Em 17 de julho de 1968, minutos antes da meia-noite, a atriz Marília Pêra e o ator Rodrigo Santiago foram obrigados por integrantes do grupo paramilitar Comando de Caça aos Comunistas (CCC) a, sem roupas, saírem à rua. Armados até os dentes, com revólver e soco inglês, os invasores espancaram o elenco e destruíram o cenário.
Sim, a arte incomoda. Incendiando o ambiente teatral daquele ano, o dramaturgo José Celso Martinez Corrêa dirigiu o espetáculo “Roda Viva”, de Chico Buarque, no Rio de Janeiro, onde também houvera um atentado, mas dessa vez a bomba, no Teatro de Arena. Já prenunciava-se o horror do AI-5, que viria a ser sancionado em 13 de dezembro de 1968.
Partindo do ingênuo texto de Chico sobre a vida de um ídolo da música popular que é explorado pela indústria fonográfica e manipulado pela imprensa, o encenador criou um ritual furioso e provocador, onde os atores vão à platéia para incitá-la.
O que os militares, por ser assim, não gostavam. E combatiam, com seus métodos agressivos, truculentos e repressores. A peça, considerada um clássico que o crítico Anatol Rosenfeld definiu como “teatro agressivo”, transporta para o palco o sentimento de violência e desconforto em relação a uma situação política tensa e insustentável. Agora, essa história é rememorada.
O Itaú Cultural disponibiliza amanhã, às 14h, para o público, uma edição especial do projeto “Camarim em Cena”, realizado com o diretor, dramaturgo e ator José Celso Martinez Corrêa.
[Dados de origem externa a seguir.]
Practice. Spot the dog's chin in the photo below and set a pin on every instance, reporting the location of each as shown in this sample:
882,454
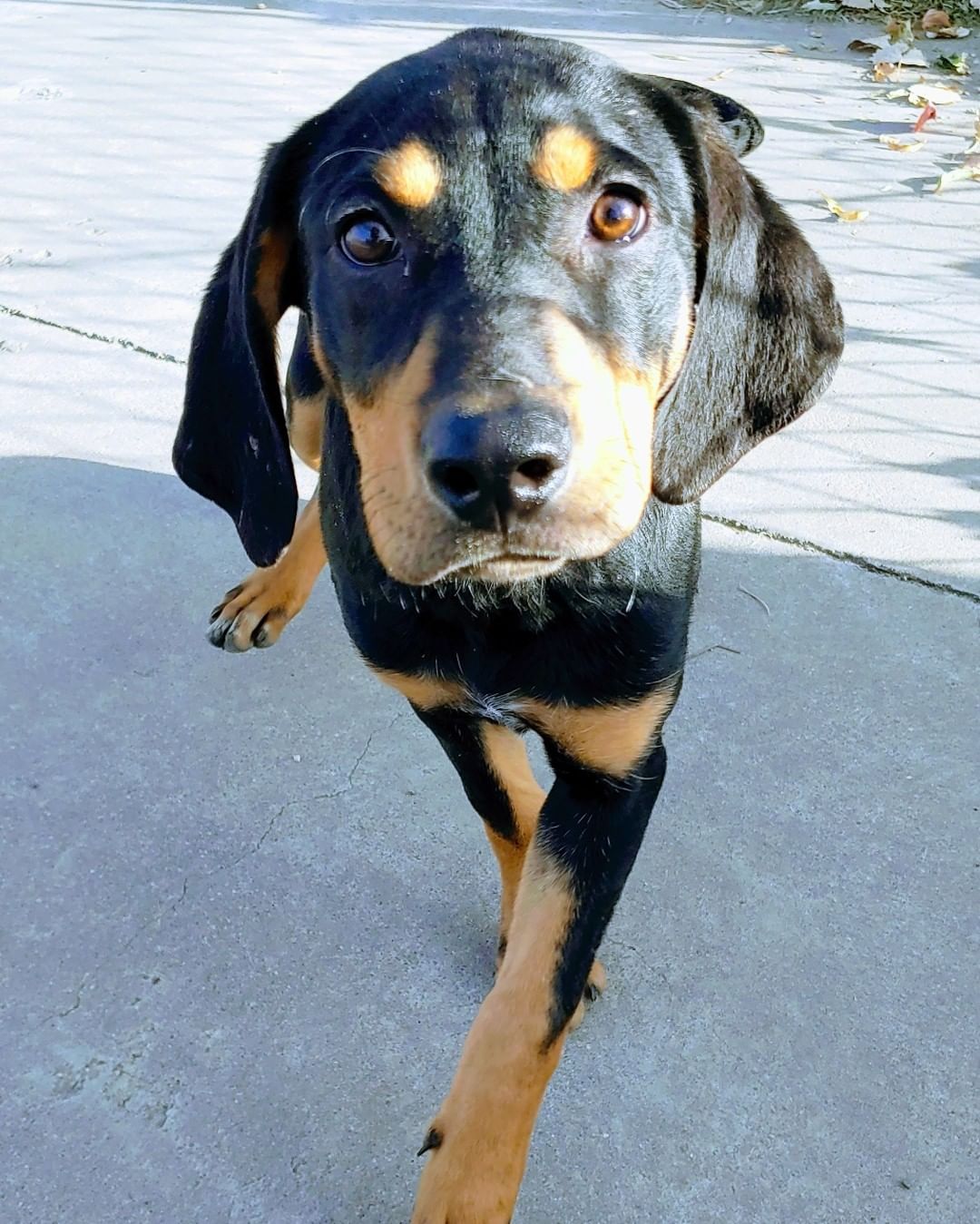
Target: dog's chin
506,569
O programa tem conversas feitas entre os anos de 2016 e 2019 na sede do instituto, contando com convidados da dança, do teatro e da música.
Na conversa, Zé Celso relembra como era fazer arte naqueles tempos de repressão política. “Eu sou o teatro brasileiro, de vida o espelho verdadeiro, sambando nesse carnaval com a minha arte, que é imortal”, diz o artista, abrindo o bate-papo e citando trechos do samba “Quatro Séculos de Paixão – História do Teatro Brasileiro”, de 1975.
“Como diz Dionísio, eu acredito na potência do teatro, no poder da presença diante da presença do poder”Zé Celso, dramaturgo
Em 2008, para comemorar os 50 anos de “Roda Viva”, Zé Celso remontou o clássico texto de Chico. “Nós compusemos mais músicas”, recorda-se o diretor sobre a nova versão da peça que despertou a fúria dos militares naquele ano que insiste em não terminar.
“Então, agora, a versão é do Chico e de toda a Oficina Uzina Uzona. Começamos a reescrevê-la, porque uma série de coisas mudaram. Mas o teatro é assim. Você sempre traz a cada dia um público, a cada dia uma peça. É tudo vivo”, diz.
Um dos expoentes da Tropicália e nome indispensável da contracultura no Brasil, Zé Celso rememora ainda os tempos de prisão e tortura e da época em que viu-se obrigado a ir para o exílio, em Portugal e Moçambique.
Do ímpeto da luta, ainda na entrevista concedida ao jornalista e crítico teatral Nelson de Sá, o dramaturgo destaca a resistência para manter de portas abertas a sede do Teatro Oficina, em São Paulo, um dos pontos turísticos da cidade e berço da nossa cultura.
“Como diz Dionísio, eu acredito na potência do teatro, no poder da presença diante da presença do poder”, ratifica o artista sobre sua companhia e sua atuação no teatro.
Outras obras
Além de consagrar-se com o espetáculo “Roda Viva”, no ano de 1968, o dramaturgo José Celso Martinez Corrêa montou ainda a peça “As Três Irmãs”, do escritor Anton Tchekhov, na década de 1970. A encenação do espetáculo demonstra a força poética de Zé Celso.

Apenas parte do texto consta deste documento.